For questions regarding other lights, Auto Zone provides a handy guide.
17. Check the Brakes Thoroughly
Does the brake pedal vibrate? Does stepping on the brakes cause squealing or scraping sounds? If so, the car will require a brake repair or entire replacement. According to CostHelper.com, this could cost $130-$900.
No one wants to shell out for new brakes, rotors, and calipers right after buying a car!
Observe the car’s performance when it reaches 45 / 55 / 65 / 75 MPH. Any trepidation might mean worn or dirty parts such as ball joints or control arms of the suspension system. Repairs could cost upwards of $1,500.
Listen for clunks or other strange noises when you idle or accelerate. There should be no pings, pops, knocks, or backfires. If something doesn’t sound right, it probably isn’t.
This is a surprising, yet important tip when buying a used car. Make sure the amenities such as heat, air, radio, CD player work to your liking. While everything on this list might seem like a luxury, remember: not only do you want to get from point A to point B, but you also want to enjoy the ride.

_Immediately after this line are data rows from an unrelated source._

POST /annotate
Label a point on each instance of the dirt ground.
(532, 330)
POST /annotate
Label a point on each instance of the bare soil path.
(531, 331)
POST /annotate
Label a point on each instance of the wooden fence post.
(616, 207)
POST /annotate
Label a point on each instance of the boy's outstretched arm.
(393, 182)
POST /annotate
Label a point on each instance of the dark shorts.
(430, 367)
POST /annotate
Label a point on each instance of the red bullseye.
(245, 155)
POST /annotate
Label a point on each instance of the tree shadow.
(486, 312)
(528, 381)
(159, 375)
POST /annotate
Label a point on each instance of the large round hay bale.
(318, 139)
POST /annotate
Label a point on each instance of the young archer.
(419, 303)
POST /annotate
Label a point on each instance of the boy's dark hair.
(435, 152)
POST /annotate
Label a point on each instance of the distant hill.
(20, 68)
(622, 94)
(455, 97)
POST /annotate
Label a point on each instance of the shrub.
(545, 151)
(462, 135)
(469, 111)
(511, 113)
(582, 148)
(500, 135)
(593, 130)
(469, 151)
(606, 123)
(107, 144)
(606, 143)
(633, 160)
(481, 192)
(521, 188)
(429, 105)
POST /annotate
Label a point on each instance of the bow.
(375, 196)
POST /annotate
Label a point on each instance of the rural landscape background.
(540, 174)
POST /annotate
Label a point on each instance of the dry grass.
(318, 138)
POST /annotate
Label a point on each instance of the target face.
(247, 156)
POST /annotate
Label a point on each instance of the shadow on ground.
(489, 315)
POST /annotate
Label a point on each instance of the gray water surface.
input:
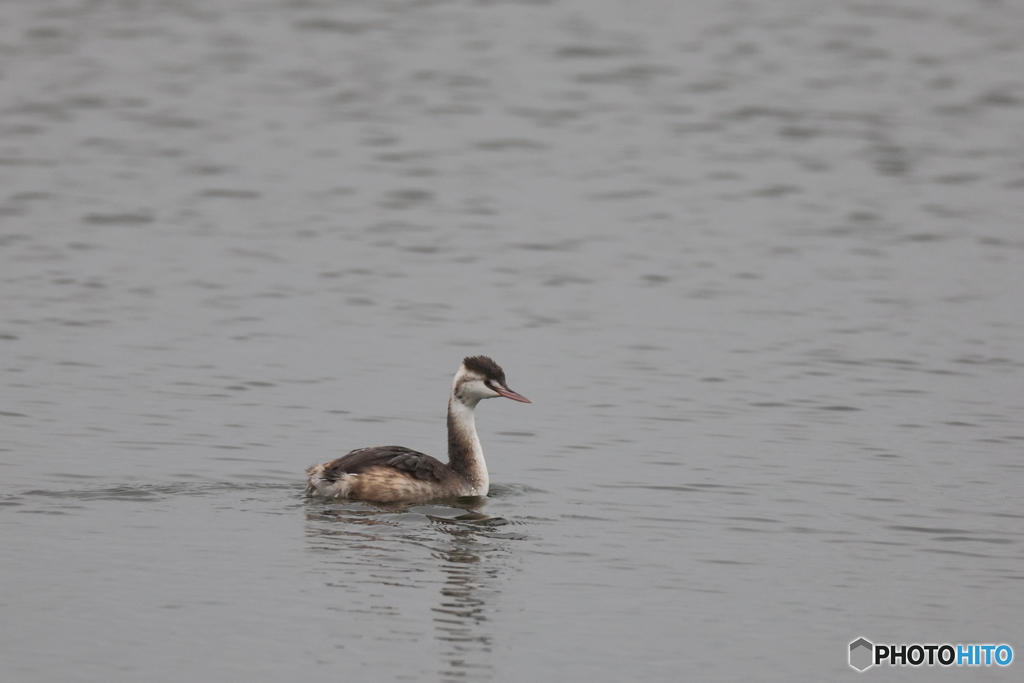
(759, 266)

Search consumer reports, recall alerts, and news articles regarding the used vehicle you are considering. Certain vehicles had mass recalls that, if ignored, could be detrimental to your budget and safety.
History reports are inexpensive and provide valuable information for purchasing decisions. Reports include details on accidents, flood damage, number of previous owners, VIN verification, actual mileage, and recall checks. If you are considering buying a used car from a dealer, ask to see a vehicle history report from CARFAX or similar service.

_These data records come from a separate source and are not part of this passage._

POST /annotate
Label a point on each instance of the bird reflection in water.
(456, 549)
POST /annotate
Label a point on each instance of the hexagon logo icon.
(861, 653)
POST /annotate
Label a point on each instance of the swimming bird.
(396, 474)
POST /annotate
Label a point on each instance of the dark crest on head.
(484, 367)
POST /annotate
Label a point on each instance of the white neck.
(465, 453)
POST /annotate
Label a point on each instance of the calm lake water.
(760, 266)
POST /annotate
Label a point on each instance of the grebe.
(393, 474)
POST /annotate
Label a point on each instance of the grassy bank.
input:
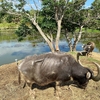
(11, 90)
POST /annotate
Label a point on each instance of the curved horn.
(96, 78)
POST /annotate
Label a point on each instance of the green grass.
(8, 25)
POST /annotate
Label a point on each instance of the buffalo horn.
(97, 78)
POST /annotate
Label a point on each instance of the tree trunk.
(43, 35)
(58, 35)
(68, 40)
(77, 38)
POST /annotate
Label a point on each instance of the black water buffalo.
(89, 47)
(55, 67)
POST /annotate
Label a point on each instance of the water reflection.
(9, 51)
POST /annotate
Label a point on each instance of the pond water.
(9, 51)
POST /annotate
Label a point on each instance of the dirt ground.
(11, 90)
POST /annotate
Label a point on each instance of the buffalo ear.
(88, 75)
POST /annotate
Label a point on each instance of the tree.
(75, 18)
(60, 14)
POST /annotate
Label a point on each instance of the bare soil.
(11, 90)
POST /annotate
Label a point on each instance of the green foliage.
(9, 18)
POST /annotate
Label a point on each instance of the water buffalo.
(55, 67)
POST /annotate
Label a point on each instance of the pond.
(9, 51)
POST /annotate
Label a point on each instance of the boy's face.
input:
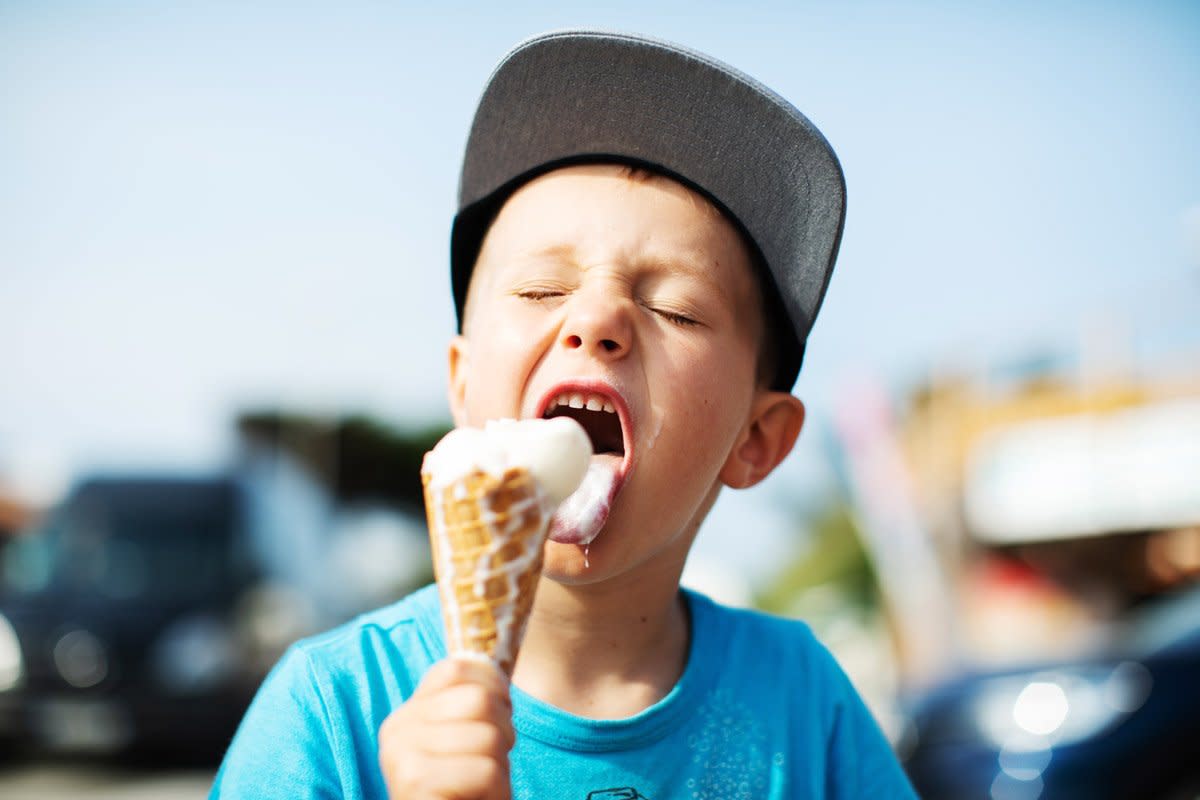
(633, 294)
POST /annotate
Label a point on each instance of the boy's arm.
(282, 747)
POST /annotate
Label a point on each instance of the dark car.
(118, 619)
(1122, 725)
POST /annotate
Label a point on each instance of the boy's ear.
(456, 386)
(774, 425)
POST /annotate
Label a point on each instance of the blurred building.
(1051, 504)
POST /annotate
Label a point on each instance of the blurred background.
(225, 300)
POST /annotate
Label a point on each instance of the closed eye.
(539, 293)
(675, 317)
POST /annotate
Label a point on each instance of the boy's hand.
(451, 739)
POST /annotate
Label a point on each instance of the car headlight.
(1059, 707)
(12, 667)
(196, 655)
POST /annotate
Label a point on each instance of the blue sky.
(219, 204)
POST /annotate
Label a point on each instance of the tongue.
(582, 515)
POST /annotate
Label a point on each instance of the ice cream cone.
(486, 533)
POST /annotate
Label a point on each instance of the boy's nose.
(599, 326)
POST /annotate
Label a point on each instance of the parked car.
(1125, 723)
(121, 619)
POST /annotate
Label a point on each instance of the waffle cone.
(487, 535)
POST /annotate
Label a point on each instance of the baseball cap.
(581, 96)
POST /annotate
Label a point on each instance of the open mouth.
(595, 414)
(601, 413)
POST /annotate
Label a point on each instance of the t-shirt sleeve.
(283, 746)
(861, 762)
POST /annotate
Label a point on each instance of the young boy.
(643, 239)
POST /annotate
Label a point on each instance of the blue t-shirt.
(762, 710)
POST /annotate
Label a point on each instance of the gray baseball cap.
(583, 96)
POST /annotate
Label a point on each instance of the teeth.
(579, 400)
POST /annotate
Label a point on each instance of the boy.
(643, 239)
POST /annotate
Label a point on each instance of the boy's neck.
(605, 651)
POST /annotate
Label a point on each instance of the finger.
(466, 702)
(450, 672)
(468, 738)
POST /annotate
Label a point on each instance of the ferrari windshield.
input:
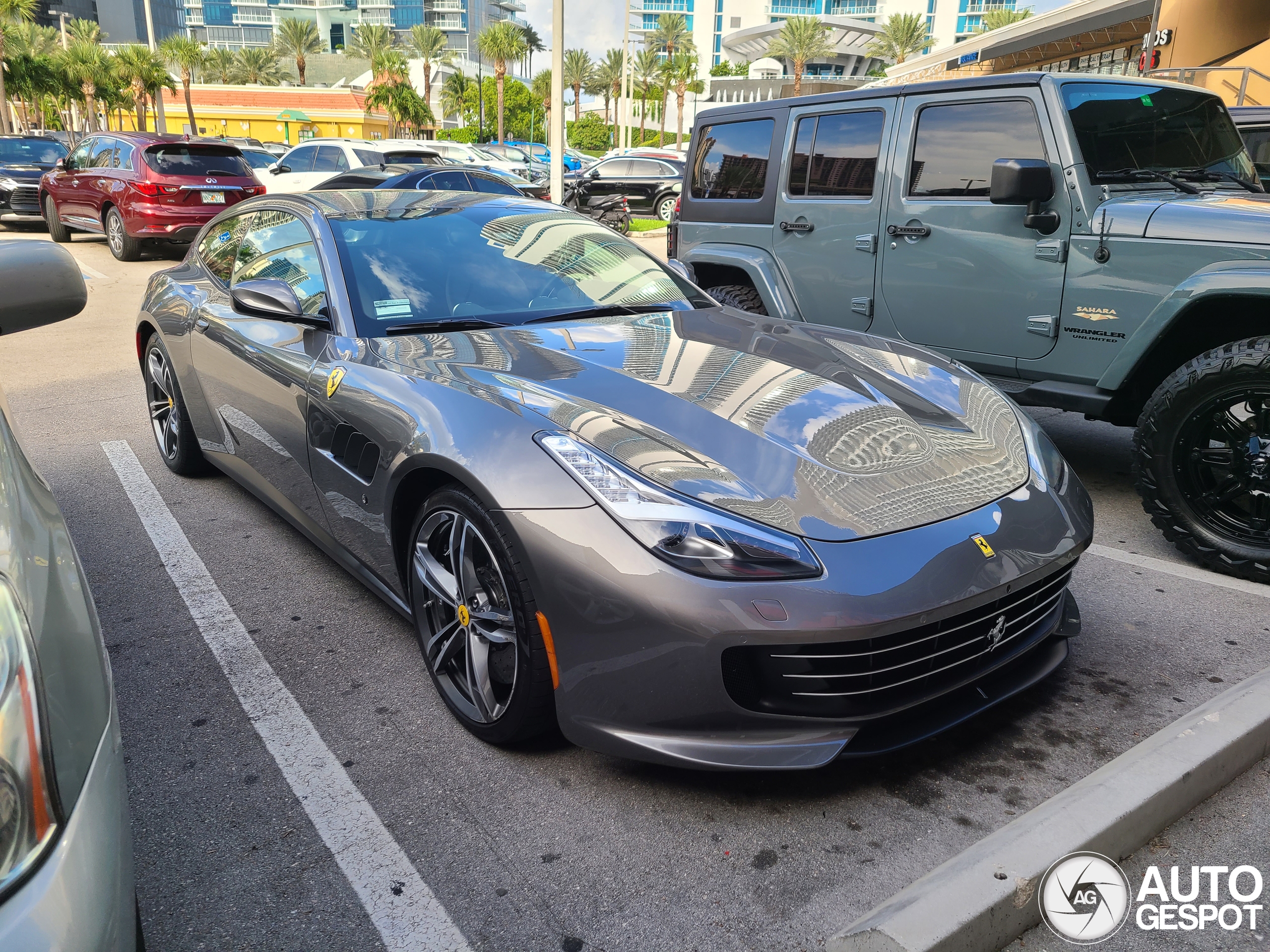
(1122, 126)
(414, 259)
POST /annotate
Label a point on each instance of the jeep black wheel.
(743, 298)
(1202, 459)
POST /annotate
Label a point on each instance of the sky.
(596, 26)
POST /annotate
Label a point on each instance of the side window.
(330, 159)
(732, 160)
(836, 155)
(280, 246)
(955, 146)
(103, 153)
(220, 245)
(302, 159)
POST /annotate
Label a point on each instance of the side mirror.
(42, 285)
(1025, 182)
(268, 298)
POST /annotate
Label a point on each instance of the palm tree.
(996, 19)
(901, 36)
(577, 74)
(85, 65)
(431, 46)
(672, 35)
(502, 42)
(187, 55)
(258, 65)
(12, 12)
(295, 40)
(802, 40)
(220, 65)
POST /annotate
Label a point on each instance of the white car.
(318, 159)
(468, 155)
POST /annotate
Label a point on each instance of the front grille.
(24, 198)
(876, 676)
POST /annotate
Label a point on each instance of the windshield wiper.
(1213, 176)
(1150, 176)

The common perception has been that a car over 100,000 miles is not worth buying. The truth is, if the car was taken care of, it is very likely it can last well over 100,000 and possibly over 200,000. It’s also true that a car with very low mileage might not be a safe bet if it was poorly maintained or infrequently driven. Cars are designed to be operated on a somewhat regular basis.

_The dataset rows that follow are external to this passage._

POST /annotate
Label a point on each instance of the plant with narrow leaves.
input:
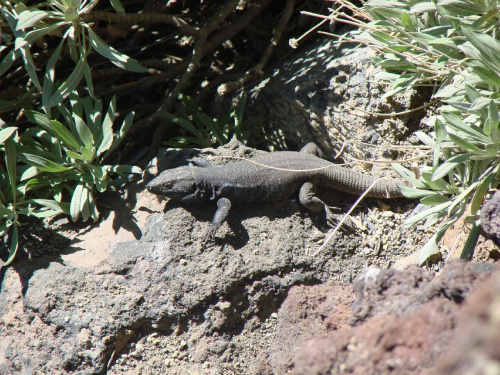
(206, 131)
(28, 25)
(71, 155)
(15, 192)
(58, 156)
(454, 46)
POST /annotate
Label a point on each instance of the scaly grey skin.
(267, 178)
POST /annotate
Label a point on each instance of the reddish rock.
(309, 311)
(402, 322)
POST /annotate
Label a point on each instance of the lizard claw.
(210, 234)
(334, 219)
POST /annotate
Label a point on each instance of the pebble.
(387, 214)
(135, 354)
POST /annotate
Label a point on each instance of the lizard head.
(177, 183)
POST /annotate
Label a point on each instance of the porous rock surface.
(161, 302)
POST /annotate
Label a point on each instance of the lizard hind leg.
(313, 149)
(308, 199)
(223, 208)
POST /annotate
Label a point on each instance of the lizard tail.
(354, 182)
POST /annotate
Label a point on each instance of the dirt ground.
(139, 293)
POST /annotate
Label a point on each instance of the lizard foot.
(333, 219)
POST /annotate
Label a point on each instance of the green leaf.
(52, 204)
(63, 134)
(42, 163)
(28, 18)
(50, 100)
(487, 75)
(105, 138)
(423, 6)
(119, 59)
(413, 193)
(408, 175)
(488, 47)
(123, 169)
(118, 7)
(88, 154)
(127, 123)
(492, 122)
(213, 127)
(471, 242)
(6, 133)
(84, 132)
(77, 201)
(14, 245)
(29, 64)
(11, 164)
(465, 144)
(8, 60)
(38, 118)
(48, 82)
(439, 209)
(449, 165)
(29, 173)
(481, 190)
(74, 155)
(429, 249)
(36, 34)
(435, 199)
(455, 122)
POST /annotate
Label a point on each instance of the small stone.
(135, 354)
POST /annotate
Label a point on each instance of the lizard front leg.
(223, 208)
(308, 199)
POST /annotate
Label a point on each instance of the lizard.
(269, 177)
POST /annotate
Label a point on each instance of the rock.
(490, 218)
(401, 322)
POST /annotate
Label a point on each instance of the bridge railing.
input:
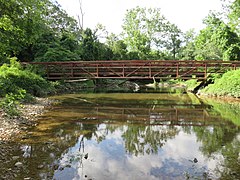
(135, 69)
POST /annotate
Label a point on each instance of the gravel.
(12, 127)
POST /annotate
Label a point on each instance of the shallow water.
(130, 136)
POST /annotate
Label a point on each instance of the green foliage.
(11, 101)
(217, 41)
(227, 85)
(192, 84)
(13, 78)
(147, 29)
(228, 110)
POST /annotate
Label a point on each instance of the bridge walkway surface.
(134, 69)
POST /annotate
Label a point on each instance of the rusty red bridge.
(135, 69)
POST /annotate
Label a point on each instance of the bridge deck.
(135, 69)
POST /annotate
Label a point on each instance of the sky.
(186, 14)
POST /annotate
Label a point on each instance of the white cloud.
(185, 13)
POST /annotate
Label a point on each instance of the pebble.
(19, 164)
(15, 157)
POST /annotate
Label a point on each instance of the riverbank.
(11, 127)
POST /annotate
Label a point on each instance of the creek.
(129, 136)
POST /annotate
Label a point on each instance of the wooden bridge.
(134, 69)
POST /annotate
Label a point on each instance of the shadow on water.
(129, 136)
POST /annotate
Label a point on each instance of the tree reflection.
(147, 139)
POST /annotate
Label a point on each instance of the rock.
(15, 157)
(19, 164)
(40, 166)
(195, 160)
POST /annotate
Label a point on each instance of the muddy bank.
(15, 126)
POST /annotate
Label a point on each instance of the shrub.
(13, 78)
(227, 85)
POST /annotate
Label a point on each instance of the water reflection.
(131, 136)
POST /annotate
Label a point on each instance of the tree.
(118, 47)
(147, 30)
(217, 41)
(188, 49)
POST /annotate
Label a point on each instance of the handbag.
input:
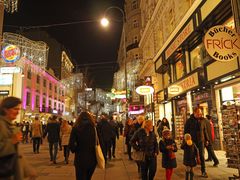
(138, 155)
(7, 165)
(99, 154)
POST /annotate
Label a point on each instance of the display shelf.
(231, 134)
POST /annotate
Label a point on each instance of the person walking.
(128, 133)
(36, 129)
(196, 127)
(106, 133)
(145, 140)
(13, 163)
(163, 124)
(168, 148)
(53, 132)
(115, 136)
(190, 156)
(209, 146)
(65, 132)
(82, 143)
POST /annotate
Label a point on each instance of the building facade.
(173, 33)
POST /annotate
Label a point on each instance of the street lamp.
(105, 23)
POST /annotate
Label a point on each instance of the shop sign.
(160, 96)
(222, 43)
(4, 92)
(179, 39)
(11, 53)
(144, 90)
(10, 70)
(184, 85)
(200, 97)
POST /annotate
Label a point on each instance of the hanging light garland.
(11, 6)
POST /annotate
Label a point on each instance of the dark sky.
(88, 42)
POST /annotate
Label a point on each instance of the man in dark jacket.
(53, 132)
(196, 127)
(106, 134)
(211, 153)
(115, 135)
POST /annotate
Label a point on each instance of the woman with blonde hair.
(65, 132)
(82, 144)
(13, 164)
(144, 140)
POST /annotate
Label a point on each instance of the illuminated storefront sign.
(222, 43)
(179, 39)
(10, 53)
(10, 70)
(144, 90)
(6, 79)
(184, 85)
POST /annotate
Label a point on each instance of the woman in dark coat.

Ask for preventative maintenance documentation. If regular oil changes and other maintenance were done, a car over 100,000 miles will likely last another 100,000.
When buying a used car look at the Vehicle Identification Number (VIN). Some scammers will replace the VIN of a stolen car with one that is legally registered. Check the VIN for consistency on all service records, history reports, title documents, and on the car itself (behind driver’s side windshield & body panels).
This VIN Decoding chart may also help.
Examine tires for feathering, uneven wear, and diminished tread depth. These signs can indicate bad alignment or worn steering and suspension components. Remember to also check the spare tire’s tread. Not having to buy new tires can save you anywhere from $400-$800.
Test driving a used car will tell you if it is comfortable to drive and if it’s in good condition. While on your test drive, simulate the conditions of your normal driving pattern. For example, if you drive a lot on the highway make sure you take the car up to 65 mph. If you regularly drive into the mountains test the car on steep slopes and windy roads.
Bonus Tip: If there is an air freshener hanging inside the car or the interior smells like it was recently sprayed with an air freshener, open the windows. After your test drive, the car will have aired out, and you’ll get a better idea of any lingering odors.
You do not have to pay sticker price. Negotiation is important when buy a used car. Know the Kelly Blue Book value of the car so you can negotiate with confidence. Consider any needed repairs and factor that cost into the offer you make.
Follow this checklist for buying a used car. You’ll be able to avoid the lemons and find a quality vehicle you can enjoy for many years to come!